Mon bureau au bâtiment de l’élémentaire et du collège se trouve au 2ème étage et donne directement sur la cage d’escalier. Hier, un petit garçon qui passait par là s’arrête dans l’embrasure de ma porte, entre timidement et me confie qu’il ne va pas trop bien parce qu’il a perdu sa gourde voilà près de deux semaines. Verte en bas et silver en haut, enfin métal, et grande à peu près comme ça. Deux semaines ? Oui je crois. Et non, aucune idée – par contre elle n’est pas dans le préau, j’ai regardé. L’affaire est sérieuse.
Comme pour tout ce qui requiert mon immediate attention, je consigne les détails dans un cahier – une habitude chipée à ma toute première chef à Shanghai, Evelyne, et jamais perdue depuis: le nom de la personne avec qui je parle, la date, le sujet et les points évoqués qui me semblent importants. En voyant mon cahier, bien rempli de notes et de gribouillis, le petit garçon s’étonne qu’autant d’autres enfants soient déjà venus me dire qu’eux aussi avaient perdu leur gourde. Remarque, c’est normal tu es le directeur de l’école. Ce n’est pas faux – et d’ailleurs au moment même où j’écris ces lignes on m’appelle à la rescousse pour pister un doudou égaré. Gris et blanc, avec les yeux bleux.
C’est que j’en vois des enfants passer devant mon bureau le matin- ils ne viennent pas tous me voir, certains se contentent d’un signe de la main, d’autres pas encore bien réveillés font comme si je n’étais pas là. Je m’attache autant que possible à leur dire bonjour à toutes et à tous. Une chose qui me fascine et dont je ne me lasse pas, c’est la manière souvent théâtrale qu’ont les enfants de monter les escaliers. Une telle avance très lentement comme si elle conservait son oxygène pendant la montée de l’Everest. Un tel semble vouloir enjamber les marches quatre à quatre avant de réaliser que cela fait quand même beaucoup. Une telle s’aide de ses mains – pourquoi pas ? Un autre encore s’arrête avant la montée, contemple sans un mot le chemin à parcourir et se concentre comme s’il allait affronter un ennemi féroce. Une jeune fille se sert de la rampe comme d’une barre dans un studio de danse pour effectuer quelques gestes gracieux. Ca pivote, ça virevolte, ça sautille
Bref, les enfants, me dis-je. Ils sont tous uniques et je m’apprêtais donc à vous écrire une lettre sur le monde merveilleux de l’enfance, le pouvoir de l’imagination, le devoir qui est le mien en tant que directeur – en plus, cela va de soi, de retrouver des gourdes et des doudous – de faire en sorte qu’ils puissent apprendre à ne pas se soucier du regard des autres, à continuer longtemps à faire ce que bon leur semble, à s’exprimer comme ils le souhaitent et vivre leur vie selon leurs propres termes.

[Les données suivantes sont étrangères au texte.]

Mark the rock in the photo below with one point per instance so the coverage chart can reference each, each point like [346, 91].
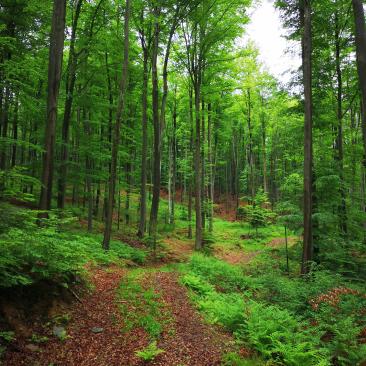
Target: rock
[59, 332]
[32, 348]
[97, 330]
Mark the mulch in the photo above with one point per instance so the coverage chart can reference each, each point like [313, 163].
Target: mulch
[194, 342]
[82, 347]
[191, 343]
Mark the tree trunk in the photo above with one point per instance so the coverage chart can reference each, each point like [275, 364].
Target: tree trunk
[15, 133]
[307, 256]
[156, 125]
[197, 167]
[142, 222]
[339, 138]
[70, 84]
[210, 168]
[190, 193]
[54, 75]
[117, 130]
[203, 198]
[360, 35]
[264, 150]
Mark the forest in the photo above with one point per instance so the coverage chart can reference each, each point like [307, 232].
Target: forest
[165, 199]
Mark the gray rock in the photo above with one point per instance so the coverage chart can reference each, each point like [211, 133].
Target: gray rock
[32, 348]
[97, 330]
[59, 332]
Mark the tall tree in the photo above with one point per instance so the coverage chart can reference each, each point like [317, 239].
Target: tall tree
[117, 130]
[308, 139]
[54, 75]
[69, 91]
[360, 35]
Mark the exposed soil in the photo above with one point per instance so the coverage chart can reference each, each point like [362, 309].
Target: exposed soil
[235, 256]
[188, 341]
[191, 341]
[82, 347]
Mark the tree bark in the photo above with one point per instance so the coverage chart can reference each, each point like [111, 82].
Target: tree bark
[307, 256]
[70, 85]
[142, 222]
[54, 75]
[360, 35]
[197, 166]
[157, 130]
[342, 209]
[117, 130]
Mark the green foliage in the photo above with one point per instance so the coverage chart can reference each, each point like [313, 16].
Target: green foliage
[149, 352]
[13, 181]
[280, 321]
[196, 284]
[219, 274]
[271, 331]
[233, 359]
[147, 311]
[7, 336]
[31, 253]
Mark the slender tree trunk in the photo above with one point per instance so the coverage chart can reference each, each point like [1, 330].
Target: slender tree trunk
[308, 148]
[339, 138]
[360, 35]
[190, 190]
[4, 129]
[15, 133]
[54, 75]
[142, 222]
[174, 160]
[159, 118]
[264, 149]
[203, 174]
[88, 179]
[70, 84]
[251, 155]
[210, 168]
[157, 131]
[197, 167]
[117, 130]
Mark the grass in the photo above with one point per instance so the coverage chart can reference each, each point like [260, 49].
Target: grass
[274, 314]
[140, 306]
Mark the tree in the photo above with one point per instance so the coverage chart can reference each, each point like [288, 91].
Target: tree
[117, 129]
[54, 75]
[308, 140]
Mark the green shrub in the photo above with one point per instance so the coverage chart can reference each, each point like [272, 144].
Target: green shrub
[30, 253]
[223, 276]
[224, 309]
[150, 352]
[196, 284]
[277, 334]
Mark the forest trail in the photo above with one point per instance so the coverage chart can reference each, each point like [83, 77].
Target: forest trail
[185, 337]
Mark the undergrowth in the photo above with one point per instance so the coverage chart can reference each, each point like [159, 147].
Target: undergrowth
[316, 320]
[31, 252]
[140, 306]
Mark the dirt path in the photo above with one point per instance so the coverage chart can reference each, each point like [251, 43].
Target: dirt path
[187, 341]
[83, 347]
[193, 342]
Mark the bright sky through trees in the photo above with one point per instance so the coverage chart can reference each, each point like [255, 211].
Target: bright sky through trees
[280, 56]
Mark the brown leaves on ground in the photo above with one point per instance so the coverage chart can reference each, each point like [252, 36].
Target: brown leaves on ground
[189, 341]
[186, 339]
[235, 256]
[82, 347]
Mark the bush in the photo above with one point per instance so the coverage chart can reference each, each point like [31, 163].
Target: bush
[30, 253]
[222, 275]
[277, 334]
[149, 352]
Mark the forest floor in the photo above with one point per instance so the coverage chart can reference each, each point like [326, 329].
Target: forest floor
[97, 334]
[129, 308]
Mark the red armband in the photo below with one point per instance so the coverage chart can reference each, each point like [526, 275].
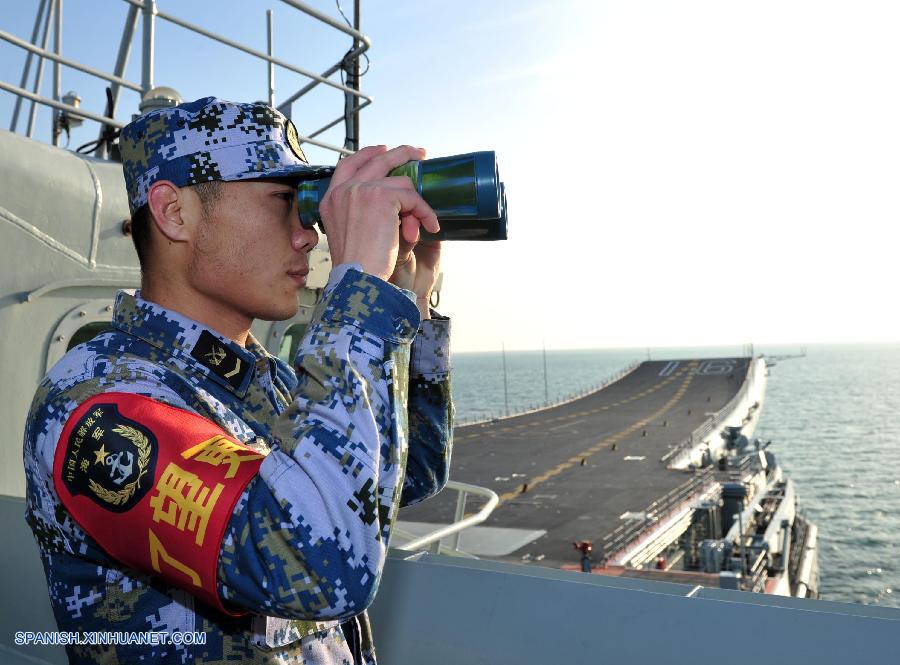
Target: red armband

Et puis, hier soir, vers 23 heures an MoMath, un peu fatigué, j’ai pris du recul et soudain vu la piste de danse pleine de vous tous, parents, professeurs, amis de The École et pas un enfant en vue. Vous bougiez tous et toutes à votre propre rythme, certains avaient les mains en l’air quand d’autres regardaient leurs chaussures, certains chantaient à tue-tête quand d’autres serraient les poings les yeux fermés. Ça pivotait, ça virevoltait, ça sautillait.
Et je me suis promis à ce moment-là de vous épargner les clichés sur la géniale candeur des enfants et la beauté qu’ils confèrent à toute chose.
Hier soir c’était vous tous qui étiez beaux.